If you‘re writing Python scrapers or crawlers, configuring proxy support should be high on your list. Proxies allow you to route your requests through intermediary servers, hiding your real location. This opens up many possibilities like scraping sites at scale without getting blocked or accessing content restricted to certain regions.
In this comprehensive guide, I‘ll cover everything you need to know to use proxies with Python‘s requests module. I‘ll explain why proxies are useful, how they work, where to get them, best practices for authentication and security, and how to implement proxy rotation. Follow along and I‘ll make you a proxy pro!
Why Proxies are Essential for Python Scrapers
Let‘s first look at why proxies are so important for Python scrapers:
Avoid Getting Blocked when Scraping
The #1 reason to use proxies with Python requests is avoiding IP bans. Many sites have protections in place to block scrapers and bots. They may allow a certain number of requests per minute from a given IP before blacklisting it.
Scraping from a rotating pool of proxy servers makes you look like many different users. Sites will have a harder time detecting and blocking you compared to scraping from a single residential IP.
To give you a sense of scale, a site may allow 60-100 requests per minute per IP before triggering a ban. With even just a handful of proxies you can easily multiply your scraping capacity tenfold. Proxies enable scalability.
Access Geo-Restricted Content
Another benefit of proxies is being able to access content limited to certain regions. For example, the BBC iPlayer video streaming service is only available to UK residents. By routing your traffic through a UK proxy, you can view the site as if you were in London.
Other prominent examples include Hulu (US only), Channel 4 (UK), and NHK World (Japan). Proxies give you options for accessing region-restricted content from anywhere.
Anonymity and Security
Hiding your real IP address also enhances privacy while scraping. Sites will not be able to easily trace requests back to your location or identity.
Threat actors may also leverage proxies to mask attacks, but that‘s beyond the scope here. We‘ll focus on the positives of enhancing privacy and anonymity for web scraping.
Scale Python Scrapers
Proxies allow you to make significantly more parallel requests since you aren‘t limited by a single residential IP‘s capacity.
Rather than hitting threading limits or getting blocked with a single IP, you can route requests through multiple proxies to multiply the requests per minute you can make.

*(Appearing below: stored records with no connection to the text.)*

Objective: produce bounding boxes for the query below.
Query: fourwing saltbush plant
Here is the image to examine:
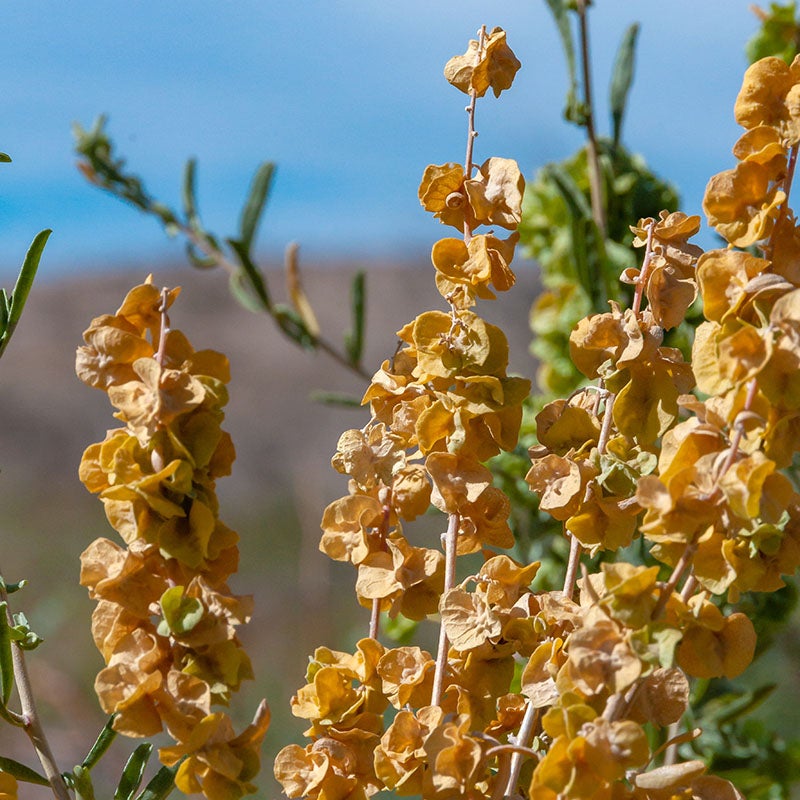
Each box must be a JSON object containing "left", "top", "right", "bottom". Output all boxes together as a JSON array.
[
  {"left": 73, "top": 116, "right": 369, "bottom": 404},
  {"left": 275, "top": 18, "right": 800, "bottom": 800},
  {"left": 0, "top": 6, "right": 800, "bottom": 800}
]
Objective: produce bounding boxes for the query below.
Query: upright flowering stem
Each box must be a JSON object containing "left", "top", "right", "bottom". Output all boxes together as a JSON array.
[
  {"left": 0, "top": 582, "right": 70, "bottom": 800},
  {"left": 431, "top": 514, "right": 460, "bottom": 706},
  {"left": 578, "top": 0, "right": 608, "bottom": 237},
  {"left": 464, "top": 25, "right": 486, "bottom": 244},
  {"left": 631, "top": 220, "right": 656, "bottom": 316}
]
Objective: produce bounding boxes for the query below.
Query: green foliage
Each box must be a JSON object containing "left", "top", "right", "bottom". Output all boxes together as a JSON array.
[
  {"left": 745, "top": 0, "right": 800, "bottom": 64},
  {"left": 73, "top": 116, "right": 369, "bottom": 378},
  {"left": 520, "top": 139, "right": 678, "bottom": 397}
]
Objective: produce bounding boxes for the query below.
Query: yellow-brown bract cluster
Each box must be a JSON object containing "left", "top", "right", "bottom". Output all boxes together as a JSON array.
[{"left": 76, "top": 279, "right": 269, "bottom": 800}]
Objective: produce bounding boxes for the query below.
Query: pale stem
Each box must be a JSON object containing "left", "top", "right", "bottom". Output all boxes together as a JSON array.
[
  {"left": 681, "top": 572, "right": 697, "bottom": 603},
  {"left": 369, "top": 598, "right": 381, "bottom": 640},
  {"left": 155, "top": 286, "right": 169, "bottom": 367},
  {"left": 564, "top": 533, "right": 582, "bottom": 600},
  {"left": 506, "top": 700, "right": 539, "bottom": 797},
  {"left": 650, "top": 531, "right": 700, "bottom": 619},
  {"left": 369, "top": 496, "right": 392, "bottom": 640},
  {"left": 652, "top": 378, "right": 758, "bottom": 619},
  {"left": 577, "top": 0, "right": 608, "bottom": 238},
  {"left": 564, "top": 387, "right": 616, "bottom": 599},
  {"left": 431, "top": 514, "right": 461, "bottom": 706},
  {"left": 631, "top": 219, "right": 656, "bottom": 316},
  {"left": 0, "top": 585, "right": 70, "bottom": 800},
  {"left": 181, "top": 222, "right": 372, "bottom": 380},
  {"left": 464, "top": 25, "right": 486, "bottom": 244}
]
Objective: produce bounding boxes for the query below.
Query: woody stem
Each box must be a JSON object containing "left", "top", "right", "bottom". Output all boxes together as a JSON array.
[
  {"left": 464, "top": 25, "right": 486, "bottom": 244},
  {"left": 577, "top": 0, "right": 608, "bottom": 238},
  {"left": 431, "top": 514, "right": 461, "bottom": 706},
  {"left": 0, "top": 582, "right": 70, "bottom": 800}
]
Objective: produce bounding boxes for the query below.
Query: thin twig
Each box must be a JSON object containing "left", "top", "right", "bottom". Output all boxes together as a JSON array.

If each proxy allows 60 reqs/min, 4 proxies would give you capacity for 240 reqs/min. 10 proxies scale to 600 reqs/min. Proxies are essential for building distributed, high-volume scrapers in Python.
Now that you see why proxies are useful, let‘s dive into the details of how they work…
How Proxies Work: Anonymizing Your Requests
Proxies act as intermediaries for requests between you and the destination server:
Instead of connecting directly from your IP to the target site, your requests are first routed through the proxy server. This masks your real IP from the destination.
This works by configuring your HTTP requests to use the proxy‘s IP address instead of your own. We‘ll cover exactly how to configure this in Python later on.
Some key notes on how proxies function:
-
The proxy has its own unique IP that traffic appears to come from. This hides your real IP, replacing it with the proxy‘s.
-
Proxies can be chained together for additional anonymity. You can route traffic through multiple proxies to further obfuscate the origins.
-
Proxy protocols like HTTP and SOCKS handle passing traffic through. This is configured at the application layer for requests.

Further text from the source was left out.